Joe Norris (1924-1996) is described as "the Dean of Nova Scotia folk painters" and "the Matisse of folk art". Joe spent most of his life in the small hamlet of Lower Prospect, Nova Scotia. After working in the fishing and construction trades, Joe Norris started painting when a severe heart attack forced him into early retirement in 1972. By 1975, when he was "discovered" by antique dealer Chris Huntington, he was selling paintings to local people and to the occasional tourist.

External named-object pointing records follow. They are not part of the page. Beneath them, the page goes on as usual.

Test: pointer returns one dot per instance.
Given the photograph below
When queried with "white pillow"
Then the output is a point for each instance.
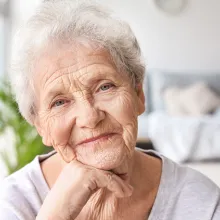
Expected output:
(196, 99)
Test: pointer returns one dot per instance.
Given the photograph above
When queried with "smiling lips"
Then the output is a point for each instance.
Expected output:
(97, 138)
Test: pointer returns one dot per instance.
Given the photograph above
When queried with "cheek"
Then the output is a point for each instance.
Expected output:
(59, 129)
(123, 108)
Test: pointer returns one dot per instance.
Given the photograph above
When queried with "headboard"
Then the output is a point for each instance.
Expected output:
(156, 81)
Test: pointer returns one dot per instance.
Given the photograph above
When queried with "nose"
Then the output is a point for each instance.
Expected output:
(89, 116)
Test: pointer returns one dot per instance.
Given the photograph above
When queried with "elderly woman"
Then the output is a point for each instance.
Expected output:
(78, 79)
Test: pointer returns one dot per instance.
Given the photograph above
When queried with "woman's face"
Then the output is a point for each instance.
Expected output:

Joe's work includes painted chairs, tables and chests as well as paintings, and is found in the collections of the Art Gallery of Nova Scotia, the National Gallery of Canada, the Canadian Museum of History, and in many corporate and private art collections throughout North America. A hardcover book, Joe Norris - Painted Visions of Nova Scotia, was published in 2000, in conjunction with a retrospective of his work which toured Canada between November, 2000 and March, 2003.
Ref: Marie Ellwood, Folk Art of Nova Scotia (1976); Canadian Centre for Folk Culture Studies, From the Heart - Folk Art in Canada (1983); Kobayashi/Bird, A Compendium of Canadian Folk Artists (1985); A.G.N.S., Nova Scotia Folk Art - Canada's Cultural Heritage (1989); Art Gallery of Nova Scotia, A Life of Its Own (1997); Blake McKendry, An Illustrated Companion to Canadian Folk Art (1999) Bernard Riordon, Joe Norris: Painted Visions of Nova Scotia (2000), Bernard Riordon (Beaverbrook Gallery), Canadian Folk Art from the Collection of Susan A. Murray (2007).